Anyway. We skipped the “recreate your wedding vows” part of this one and just went through the readings, which were: Song of Songs 8: 6-7, Romans 12:9-13 and 1 John 4:7-12. We talked about why we chose them and what we think about those choices now. It was quite nice, actually. I did not recreate my wedding vow rant for Thomas. He's quite familiar with it, so that honor was given to you lucky people!

7 comments:

  1. My friend told me he went to a wedding where the priest decided to go on an anti-abortion, anti-gay-marriage rant. The bride almost walked out of her own ceremony. Good times!

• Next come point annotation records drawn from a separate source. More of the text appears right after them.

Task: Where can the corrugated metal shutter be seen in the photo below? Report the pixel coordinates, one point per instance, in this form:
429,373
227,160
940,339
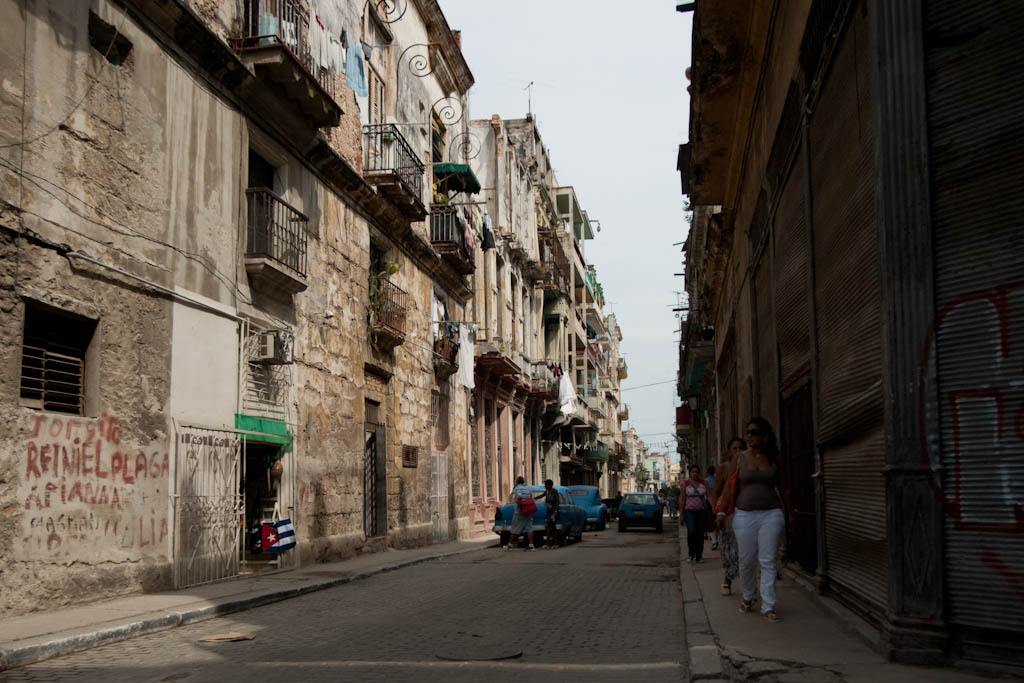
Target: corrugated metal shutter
793,319
727,390
767,382
975,117
851,418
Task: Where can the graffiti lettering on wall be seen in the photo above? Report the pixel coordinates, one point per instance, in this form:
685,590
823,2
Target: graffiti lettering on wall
87,496
981,409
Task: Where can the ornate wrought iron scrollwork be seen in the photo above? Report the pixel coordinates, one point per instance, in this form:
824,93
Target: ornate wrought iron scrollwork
449,110
419,60
390,11
463,147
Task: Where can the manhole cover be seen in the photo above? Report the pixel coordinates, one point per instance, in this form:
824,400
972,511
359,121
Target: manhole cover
477,647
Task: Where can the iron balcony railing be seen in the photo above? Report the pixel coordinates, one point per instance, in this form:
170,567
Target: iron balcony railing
285,23
388,305
448,227
276,229
446,348
385,151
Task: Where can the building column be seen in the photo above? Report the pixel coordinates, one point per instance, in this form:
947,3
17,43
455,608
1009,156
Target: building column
915,631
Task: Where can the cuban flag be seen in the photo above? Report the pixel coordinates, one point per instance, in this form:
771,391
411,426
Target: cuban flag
279,537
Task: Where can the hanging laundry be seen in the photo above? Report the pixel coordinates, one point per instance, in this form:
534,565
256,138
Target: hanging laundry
566,396
355,71
488,237
466,353
318,46
335,59
267,29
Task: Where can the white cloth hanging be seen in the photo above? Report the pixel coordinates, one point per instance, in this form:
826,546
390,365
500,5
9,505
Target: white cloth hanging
566,395
467,354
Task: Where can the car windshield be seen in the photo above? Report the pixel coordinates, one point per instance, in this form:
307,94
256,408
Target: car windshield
641,499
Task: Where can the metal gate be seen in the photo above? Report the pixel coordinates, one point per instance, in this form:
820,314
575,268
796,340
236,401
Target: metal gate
374,480
438,496
208,505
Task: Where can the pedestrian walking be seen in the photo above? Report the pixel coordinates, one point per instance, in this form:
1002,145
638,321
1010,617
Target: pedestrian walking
726,537
522,522
551,502
758,521
695,513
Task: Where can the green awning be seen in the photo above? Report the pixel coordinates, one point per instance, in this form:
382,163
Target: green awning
267,431
457,177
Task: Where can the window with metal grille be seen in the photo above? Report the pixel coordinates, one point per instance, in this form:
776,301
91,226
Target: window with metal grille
53,355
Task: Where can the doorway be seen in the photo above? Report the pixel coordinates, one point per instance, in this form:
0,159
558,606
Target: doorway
799,452
374,473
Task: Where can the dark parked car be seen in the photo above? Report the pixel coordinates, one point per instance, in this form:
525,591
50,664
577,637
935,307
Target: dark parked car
589,498
570,525
640,510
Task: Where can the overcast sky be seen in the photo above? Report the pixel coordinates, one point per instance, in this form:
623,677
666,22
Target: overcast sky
610,101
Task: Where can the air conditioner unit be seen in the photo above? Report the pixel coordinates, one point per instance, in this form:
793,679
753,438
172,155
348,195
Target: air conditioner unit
272,347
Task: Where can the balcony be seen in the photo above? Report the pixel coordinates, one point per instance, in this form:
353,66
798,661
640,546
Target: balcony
274,45
544,384
445,354
275,243
388,309
391,165
448,235
597,452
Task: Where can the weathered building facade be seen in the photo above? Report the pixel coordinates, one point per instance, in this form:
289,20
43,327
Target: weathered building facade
218,294
853,276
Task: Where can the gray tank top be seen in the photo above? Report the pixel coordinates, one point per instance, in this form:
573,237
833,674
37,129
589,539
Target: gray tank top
757,488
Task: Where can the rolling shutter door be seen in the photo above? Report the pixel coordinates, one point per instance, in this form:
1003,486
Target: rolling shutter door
727,391
767,384
793,324
851,418
974,121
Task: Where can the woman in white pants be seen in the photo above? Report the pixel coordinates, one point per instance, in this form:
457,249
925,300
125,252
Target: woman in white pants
759,520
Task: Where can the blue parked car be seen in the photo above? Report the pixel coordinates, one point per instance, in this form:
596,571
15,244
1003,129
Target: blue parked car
589,498
570,525
640,510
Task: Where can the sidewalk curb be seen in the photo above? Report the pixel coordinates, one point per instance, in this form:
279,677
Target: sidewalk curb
47,647
705,655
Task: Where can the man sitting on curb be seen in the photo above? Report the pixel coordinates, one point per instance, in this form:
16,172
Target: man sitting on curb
522,522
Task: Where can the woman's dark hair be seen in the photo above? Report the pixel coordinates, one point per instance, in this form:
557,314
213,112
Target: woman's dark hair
771,445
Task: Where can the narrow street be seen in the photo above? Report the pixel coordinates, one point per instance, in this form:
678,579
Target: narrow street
604,609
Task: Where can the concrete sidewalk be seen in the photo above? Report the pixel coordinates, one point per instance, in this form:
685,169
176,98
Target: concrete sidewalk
811,644
37,637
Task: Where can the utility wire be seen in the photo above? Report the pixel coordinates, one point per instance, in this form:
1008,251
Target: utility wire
647,385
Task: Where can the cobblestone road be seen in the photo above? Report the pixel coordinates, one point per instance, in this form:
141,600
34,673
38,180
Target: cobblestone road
607,608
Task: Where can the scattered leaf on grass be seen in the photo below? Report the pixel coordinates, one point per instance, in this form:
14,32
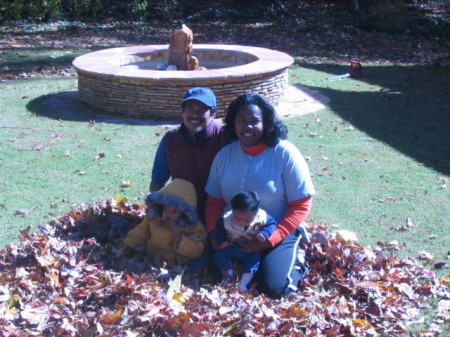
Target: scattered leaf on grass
100,155
74,279
126,183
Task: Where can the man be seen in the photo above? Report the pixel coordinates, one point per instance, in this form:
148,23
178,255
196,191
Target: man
188,151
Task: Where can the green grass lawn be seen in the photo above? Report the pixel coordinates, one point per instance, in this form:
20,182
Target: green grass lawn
379,154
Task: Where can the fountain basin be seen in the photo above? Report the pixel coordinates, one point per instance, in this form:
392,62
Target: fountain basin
125,80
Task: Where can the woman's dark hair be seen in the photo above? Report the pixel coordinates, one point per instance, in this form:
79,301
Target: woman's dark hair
246,201
274,129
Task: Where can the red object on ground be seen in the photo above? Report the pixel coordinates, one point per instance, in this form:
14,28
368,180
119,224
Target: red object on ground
355,68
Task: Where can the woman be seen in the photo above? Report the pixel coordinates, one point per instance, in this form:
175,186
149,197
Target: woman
262,160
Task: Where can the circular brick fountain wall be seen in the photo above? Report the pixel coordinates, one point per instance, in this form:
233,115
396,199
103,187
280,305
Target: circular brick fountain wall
125,80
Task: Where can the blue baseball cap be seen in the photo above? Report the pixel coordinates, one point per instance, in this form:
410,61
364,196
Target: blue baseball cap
204,95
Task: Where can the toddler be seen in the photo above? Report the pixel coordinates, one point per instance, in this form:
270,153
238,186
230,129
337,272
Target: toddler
246,219
171,229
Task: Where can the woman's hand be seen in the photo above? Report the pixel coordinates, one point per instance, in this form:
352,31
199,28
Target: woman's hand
176,232
253,246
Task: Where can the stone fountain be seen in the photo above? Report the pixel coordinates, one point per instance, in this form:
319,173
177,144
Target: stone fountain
127,80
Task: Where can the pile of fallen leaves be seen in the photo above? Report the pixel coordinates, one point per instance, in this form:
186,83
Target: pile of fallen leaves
72,278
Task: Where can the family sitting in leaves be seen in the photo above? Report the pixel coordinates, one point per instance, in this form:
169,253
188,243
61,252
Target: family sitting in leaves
239,193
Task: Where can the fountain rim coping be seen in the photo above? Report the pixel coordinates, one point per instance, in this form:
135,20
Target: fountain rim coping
99,63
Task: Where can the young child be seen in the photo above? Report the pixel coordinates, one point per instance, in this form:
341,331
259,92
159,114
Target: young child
246,219
171,229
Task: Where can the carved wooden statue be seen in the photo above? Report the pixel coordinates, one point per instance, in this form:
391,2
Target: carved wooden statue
180,50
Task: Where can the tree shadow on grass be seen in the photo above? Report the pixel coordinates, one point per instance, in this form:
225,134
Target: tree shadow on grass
406,107
67,106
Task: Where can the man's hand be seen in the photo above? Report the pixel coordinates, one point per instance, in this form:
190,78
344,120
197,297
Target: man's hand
212,240
224,245
253,246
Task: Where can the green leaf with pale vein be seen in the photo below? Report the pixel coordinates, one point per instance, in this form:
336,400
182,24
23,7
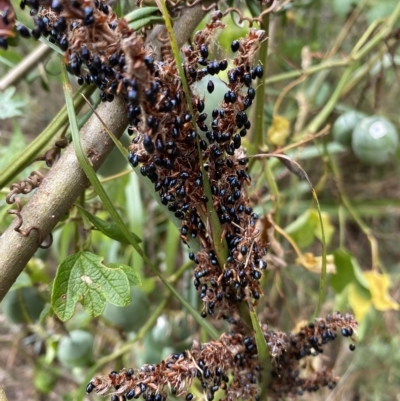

    I'm sorry you didn't get to say the vows you wanted.

    ReplyDelete
  2. Is it bad that I don't remember my vows very much. Chris and I eloped so we only met the minister who performed our ceremony about 15 minutes before we got married. There was no time to review the vows so I think he just used the standard ones. I do remember that he wants us to come back and renew our vows on our 10th anniversary. May I should pay better attention then?!?

    ReplyDelete
  3. That photo is GORGEOUS. More wedding photos, please!

    ReplyDelete
  4. You guys look adorable!

    We used the standard Catholic vows...and Dave messed his up! I felt all weird, using "David" when I have NEVER called him that (who's this "David" I married?!?) but he promised that he would love and honour me all the days of *my* life. Not *his*. We renewed our vows as part of a retreat last year, so it's all good. You might want to do that for one of your significant anniversaries -- it's fun.

    We chose the early part of John 15 for our gospel reading -- "there is no greater love than to lay down your life for a friend" -- but our priest kept going and focused on "fruit that will last". It was a lovely sentiment, as both of us had grown up in the parish and we had large families in attendance, but he kept talking about "bearing fruit that will last" for ages. Needless to say - that joke came up a few times at the reception.

    ReplyDelete
  5. Oh, I just had to tell you that I LOVE your wedding picture. So beautiful!

    ReplyDelete
  6. I love this idea! I loved our readings (mostly poems and sonnets.)

    But our minister went off the rails at one point, with a SUPER LONG homily and blah blah BLAHHED about who knows what. For that one, we might need to go to the wedding video that I've never actually watched. Ha!

    Ps. I, too, love your wedding photo! Gorgeous!